In "Over Yonder," alcoholic Billy Long Gone finds himself on an unusual train. As Billy travels his health improves and his thinking clears, and he arrives in Yonder – an unlikely paradise where a few hundred hobos live in apparent peace and tranquility. But every paradise has its price, and in Yonder, peace and tranquility breed complacency and startling deaths.
"Jailbait" is a hardcore tale of deception, lust, revenge, and murder in the seedy underbelly of rail yards and train hopping. Madcat, who functions best in a whiskey-induced haze, must decide between solitude and companionship when he meets up with Grace, an underaged runaway. Grace, in turn, seeks the security of an older man and the life about which only young girls can dream.
Contents:
- Introduction: The Steel
- The FTRA Story (essay)
- Over Yonder
- Jail Bait
Lucius Shepard
Lucius Shepard (1947–2014) was an American writer. Classified as a science fiction and fantasy writer, he often leaned into other genres, such as magical realism. His work is infused with a political and historical sensibility and an awareness of literary antecedents.
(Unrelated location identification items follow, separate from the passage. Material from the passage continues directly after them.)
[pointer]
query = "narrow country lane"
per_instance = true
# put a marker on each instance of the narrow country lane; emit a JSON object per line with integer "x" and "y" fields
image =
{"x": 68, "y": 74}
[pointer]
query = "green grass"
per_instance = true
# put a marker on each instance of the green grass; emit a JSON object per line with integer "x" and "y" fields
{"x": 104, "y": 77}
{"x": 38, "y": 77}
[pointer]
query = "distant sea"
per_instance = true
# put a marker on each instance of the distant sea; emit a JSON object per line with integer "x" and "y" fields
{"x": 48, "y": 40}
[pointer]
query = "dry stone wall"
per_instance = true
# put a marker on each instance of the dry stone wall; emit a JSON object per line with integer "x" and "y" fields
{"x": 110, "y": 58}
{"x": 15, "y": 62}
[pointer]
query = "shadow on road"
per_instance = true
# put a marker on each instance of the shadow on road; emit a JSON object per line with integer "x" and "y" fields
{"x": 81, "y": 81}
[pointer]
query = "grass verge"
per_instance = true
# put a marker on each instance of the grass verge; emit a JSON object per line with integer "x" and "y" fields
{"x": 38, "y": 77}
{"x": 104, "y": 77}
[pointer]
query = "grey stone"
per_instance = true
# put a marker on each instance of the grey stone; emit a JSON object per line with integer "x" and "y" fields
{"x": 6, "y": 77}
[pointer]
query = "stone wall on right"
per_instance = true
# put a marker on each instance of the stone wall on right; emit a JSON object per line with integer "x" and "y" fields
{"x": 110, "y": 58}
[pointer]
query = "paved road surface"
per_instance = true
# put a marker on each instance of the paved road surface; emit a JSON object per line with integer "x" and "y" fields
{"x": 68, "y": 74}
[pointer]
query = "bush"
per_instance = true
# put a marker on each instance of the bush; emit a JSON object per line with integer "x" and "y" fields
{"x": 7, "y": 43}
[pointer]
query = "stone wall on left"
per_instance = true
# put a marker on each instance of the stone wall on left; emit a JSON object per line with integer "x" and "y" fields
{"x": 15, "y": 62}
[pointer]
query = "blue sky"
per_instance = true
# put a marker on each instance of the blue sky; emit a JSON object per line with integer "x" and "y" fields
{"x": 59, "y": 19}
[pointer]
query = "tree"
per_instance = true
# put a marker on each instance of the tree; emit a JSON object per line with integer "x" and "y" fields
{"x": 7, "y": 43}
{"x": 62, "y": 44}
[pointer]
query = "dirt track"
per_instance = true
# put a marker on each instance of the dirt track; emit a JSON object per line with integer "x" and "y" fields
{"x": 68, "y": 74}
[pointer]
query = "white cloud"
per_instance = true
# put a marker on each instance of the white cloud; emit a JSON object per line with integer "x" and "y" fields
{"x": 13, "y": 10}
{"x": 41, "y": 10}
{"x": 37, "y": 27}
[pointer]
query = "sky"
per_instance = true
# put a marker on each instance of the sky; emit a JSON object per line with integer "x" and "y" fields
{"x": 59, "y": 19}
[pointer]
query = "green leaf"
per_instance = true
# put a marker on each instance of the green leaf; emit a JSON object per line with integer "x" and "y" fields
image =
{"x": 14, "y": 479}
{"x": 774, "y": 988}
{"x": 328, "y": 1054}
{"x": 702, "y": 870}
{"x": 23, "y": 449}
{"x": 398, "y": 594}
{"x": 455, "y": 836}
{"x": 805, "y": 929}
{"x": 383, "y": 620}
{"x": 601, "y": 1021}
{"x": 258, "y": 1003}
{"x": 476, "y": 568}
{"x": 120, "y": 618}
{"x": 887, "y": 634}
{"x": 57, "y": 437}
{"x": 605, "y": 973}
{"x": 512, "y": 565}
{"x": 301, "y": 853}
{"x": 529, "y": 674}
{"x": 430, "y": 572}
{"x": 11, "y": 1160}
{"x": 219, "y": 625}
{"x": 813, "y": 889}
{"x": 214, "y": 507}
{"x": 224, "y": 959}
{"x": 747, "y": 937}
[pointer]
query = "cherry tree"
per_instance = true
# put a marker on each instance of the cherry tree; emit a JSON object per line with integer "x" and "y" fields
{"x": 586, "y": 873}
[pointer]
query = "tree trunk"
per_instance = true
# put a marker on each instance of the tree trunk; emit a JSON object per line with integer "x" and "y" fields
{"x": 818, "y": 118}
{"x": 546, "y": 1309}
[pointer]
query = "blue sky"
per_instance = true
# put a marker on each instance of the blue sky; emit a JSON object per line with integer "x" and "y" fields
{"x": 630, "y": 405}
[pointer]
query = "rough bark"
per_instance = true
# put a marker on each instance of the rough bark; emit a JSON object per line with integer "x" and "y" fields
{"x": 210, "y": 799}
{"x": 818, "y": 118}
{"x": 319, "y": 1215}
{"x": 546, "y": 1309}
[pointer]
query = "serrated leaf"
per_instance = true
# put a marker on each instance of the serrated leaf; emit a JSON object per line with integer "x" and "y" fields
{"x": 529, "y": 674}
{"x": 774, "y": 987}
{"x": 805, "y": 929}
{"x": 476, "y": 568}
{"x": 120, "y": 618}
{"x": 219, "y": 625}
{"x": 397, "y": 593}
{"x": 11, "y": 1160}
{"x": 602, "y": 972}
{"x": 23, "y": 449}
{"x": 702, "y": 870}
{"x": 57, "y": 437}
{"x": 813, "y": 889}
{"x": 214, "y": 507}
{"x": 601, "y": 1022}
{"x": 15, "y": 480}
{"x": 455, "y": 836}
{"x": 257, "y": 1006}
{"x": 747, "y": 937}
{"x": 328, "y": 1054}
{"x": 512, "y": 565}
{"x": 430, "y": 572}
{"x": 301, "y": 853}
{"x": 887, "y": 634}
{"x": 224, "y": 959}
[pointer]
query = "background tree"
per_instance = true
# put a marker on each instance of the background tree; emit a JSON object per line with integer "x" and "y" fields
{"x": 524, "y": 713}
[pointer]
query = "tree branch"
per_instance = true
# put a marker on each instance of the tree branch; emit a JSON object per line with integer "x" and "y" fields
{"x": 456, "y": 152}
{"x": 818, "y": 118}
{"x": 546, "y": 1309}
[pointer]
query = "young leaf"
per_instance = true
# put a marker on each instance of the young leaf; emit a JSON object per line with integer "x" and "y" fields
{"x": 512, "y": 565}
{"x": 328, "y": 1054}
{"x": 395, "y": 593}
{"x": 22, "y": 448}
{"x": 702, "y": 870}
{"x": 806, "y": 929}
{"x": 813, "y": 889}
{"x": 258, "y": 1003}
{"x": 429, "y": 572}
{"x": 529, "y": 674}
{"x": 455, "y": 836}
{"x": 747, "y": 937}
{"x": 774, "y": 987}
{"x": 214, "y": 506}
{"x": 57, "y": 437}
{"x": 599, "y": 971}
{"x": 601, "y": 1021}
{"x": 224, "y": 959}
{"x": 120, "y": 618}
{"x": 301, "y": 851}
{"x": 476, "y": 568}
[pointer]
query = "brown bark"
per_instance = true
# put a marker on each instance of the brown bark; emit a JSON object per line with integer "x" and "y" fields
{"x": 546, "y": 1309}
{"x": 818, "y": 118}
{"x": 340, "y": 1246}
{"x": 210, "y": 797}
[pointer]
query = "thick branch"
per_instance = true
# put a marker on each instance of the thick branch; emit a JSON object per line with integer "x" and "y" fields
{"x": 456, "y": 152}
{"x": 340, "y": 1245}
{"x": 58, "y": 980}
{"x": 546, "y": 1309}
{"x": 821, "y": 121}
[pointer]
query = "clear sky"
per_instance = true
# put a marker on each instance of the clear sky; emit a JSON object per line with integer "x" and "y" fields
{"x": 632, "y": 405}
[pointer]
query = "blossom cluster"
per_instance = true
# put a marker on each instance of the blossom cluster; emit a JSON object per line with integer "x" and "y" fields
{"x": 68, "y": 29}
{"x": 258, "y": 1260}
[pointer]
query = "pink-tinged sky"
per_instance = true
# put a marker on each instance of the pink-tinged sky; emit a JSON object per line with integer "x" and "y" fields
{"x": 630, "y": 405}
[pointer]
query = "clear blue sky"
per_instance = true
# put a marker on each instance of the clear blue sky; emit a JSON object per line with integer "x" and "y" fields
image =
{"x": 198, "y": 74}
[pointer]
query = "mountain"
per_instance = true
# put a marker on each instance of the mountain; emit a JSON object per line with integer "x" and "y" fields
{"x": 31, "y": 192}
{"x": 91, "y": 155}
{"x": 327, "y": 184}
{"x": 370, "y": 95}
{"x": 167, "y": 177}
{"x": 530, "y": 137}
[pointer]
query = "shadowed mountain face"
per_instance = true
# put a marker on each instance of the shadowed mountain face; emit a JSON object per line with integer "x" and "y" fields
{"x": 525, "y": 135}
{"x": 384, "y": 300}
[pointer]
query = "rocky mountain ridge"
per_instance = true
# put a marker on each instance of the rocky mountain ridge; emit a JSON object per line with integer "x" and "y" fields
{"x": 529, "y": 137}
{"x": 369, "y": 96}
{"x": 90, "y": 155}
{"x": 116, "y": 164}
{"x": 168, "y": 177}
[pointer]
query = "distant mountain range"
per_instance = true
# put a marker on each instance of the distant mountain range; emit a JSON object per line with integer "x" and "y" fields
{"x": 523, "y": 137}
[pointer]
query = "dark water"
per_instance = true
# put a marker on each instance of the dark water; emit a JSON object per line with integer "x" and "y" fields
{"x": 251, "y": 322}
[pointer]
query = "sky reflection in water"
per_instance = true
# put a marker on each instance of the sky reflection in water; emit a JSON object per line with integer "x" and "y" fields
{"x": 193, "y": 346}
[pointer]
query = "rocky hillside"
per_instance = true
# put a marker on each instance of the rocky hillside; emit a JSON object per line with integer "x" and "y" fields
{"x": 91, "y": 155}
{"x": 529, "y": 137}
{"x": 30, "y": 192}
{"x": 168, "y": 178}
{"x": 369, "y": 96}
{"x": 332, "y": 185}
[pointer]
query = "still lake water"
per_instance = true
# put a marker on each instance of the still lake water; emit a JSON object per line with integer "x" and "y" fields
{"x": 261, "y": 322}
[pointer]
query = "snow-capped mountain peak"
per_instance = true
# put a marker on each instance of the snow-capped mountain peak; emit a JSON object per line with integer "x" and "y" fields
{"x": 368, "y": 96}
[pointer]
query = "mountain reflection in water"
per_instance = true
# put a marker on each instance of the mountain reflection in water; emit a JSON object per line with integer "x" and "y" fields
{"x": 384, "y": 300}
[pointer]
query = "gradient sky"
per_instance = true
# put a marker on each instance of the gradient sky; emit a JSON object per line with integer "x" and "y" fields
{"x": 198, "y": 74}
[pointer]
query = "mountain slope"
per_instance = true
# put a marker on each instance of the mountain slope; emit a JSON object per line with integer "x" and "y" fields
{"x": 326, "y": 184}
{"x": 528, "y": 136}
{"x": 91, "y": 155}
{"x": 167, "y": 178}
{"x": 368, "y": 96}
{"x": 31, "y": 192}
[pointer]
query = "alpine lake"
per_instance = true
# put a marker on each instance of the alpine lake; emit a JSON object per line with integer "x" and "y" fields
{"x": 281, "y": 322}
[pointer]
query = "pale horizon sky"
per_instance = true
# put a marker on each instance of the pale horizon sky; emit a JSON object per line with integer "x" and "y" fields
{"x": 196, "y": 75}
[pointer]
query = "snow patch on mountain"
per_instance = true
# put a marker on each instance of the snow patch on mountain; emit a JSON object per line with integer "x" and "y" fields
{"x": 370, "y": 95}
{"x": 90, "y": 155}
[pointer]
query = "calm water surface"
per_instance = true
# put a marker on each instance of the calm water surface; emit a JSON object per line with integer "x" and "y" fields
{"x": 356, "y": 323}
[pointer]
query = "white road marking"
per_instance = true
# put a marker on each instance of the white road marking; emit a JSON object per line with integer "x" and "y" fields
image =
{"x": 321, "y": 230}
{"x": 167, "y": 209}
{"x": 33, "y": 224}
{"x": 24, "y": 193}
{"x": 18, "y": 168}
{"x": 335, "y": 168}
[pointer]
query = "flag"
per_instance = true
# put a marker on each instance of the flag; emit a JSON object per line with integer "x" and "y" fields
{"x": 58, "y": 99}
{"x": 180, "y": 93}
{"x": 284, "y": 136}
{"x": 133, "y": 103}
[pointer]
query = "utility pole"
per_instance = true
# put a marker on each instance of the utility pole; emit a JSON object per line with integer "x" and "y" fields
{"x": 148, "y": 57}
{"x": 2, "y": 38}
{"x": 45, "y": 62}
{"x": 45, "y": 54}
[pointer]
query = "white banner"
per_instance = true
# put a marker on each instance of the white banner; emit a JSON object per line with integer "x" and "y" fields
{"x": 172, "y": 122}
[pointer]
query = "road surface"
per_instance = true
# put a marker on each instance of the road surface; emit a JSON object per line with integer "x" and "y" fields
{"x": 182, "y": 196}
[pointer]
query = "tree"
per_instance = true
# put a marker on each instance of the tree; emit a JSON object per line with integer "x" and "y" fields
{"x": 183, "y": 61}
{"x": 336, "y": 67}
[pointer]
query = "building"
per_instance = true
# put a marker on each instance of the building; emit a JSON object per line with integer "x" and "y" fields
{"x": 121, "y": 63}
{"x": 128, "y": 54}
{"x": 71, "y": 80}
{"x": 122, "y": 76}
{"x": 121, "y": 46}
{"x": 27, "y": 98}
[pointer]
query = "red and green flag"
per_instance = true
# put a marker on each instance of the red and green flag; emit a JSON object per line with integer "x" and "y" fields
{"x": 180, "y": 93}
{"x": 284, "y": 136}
Brief biographies are, like history texts, too organized to be other than orderly misrepresentations of the truth. So when it's written that Lucius Shepard was born in August of 1947 to Lucy and William Shepard in Lynchburg, Virginia, and raised thereafter in Daytona Beach, Florida, it provides a statistical hit and gives you nothing of the difficult childhood from which he frequently attempted to escape, eventually succeeding at the age of fifteen, when he traveled to Ireland aboard a freighter and thereafter spent several years in Europe, North Africa, and Asia, working in a cigarette factory in Germany, in the black market of Cairo's Khan al Khalili bazaar, as a night club bouncer in Spain, and in numerous other countries at numerous other occupations. On returning to the United States, Shepard entered the University of North Carolina, where for one semester he served as the co-editor of the Carolina Quarterly. Either he did not feel challenged by the curriculum, or else he found other pursuits more challenging. Whichever the case, he dropped out several times and traveled to Spain, Southeast Asia (at a time when tourism there was generally discouraged), and South and Central America. He ended his academic career as a tenth-semester sophomore with a heightened political sensibility, a fairly extensive knowledge of Latin American culture and some pleasant memories.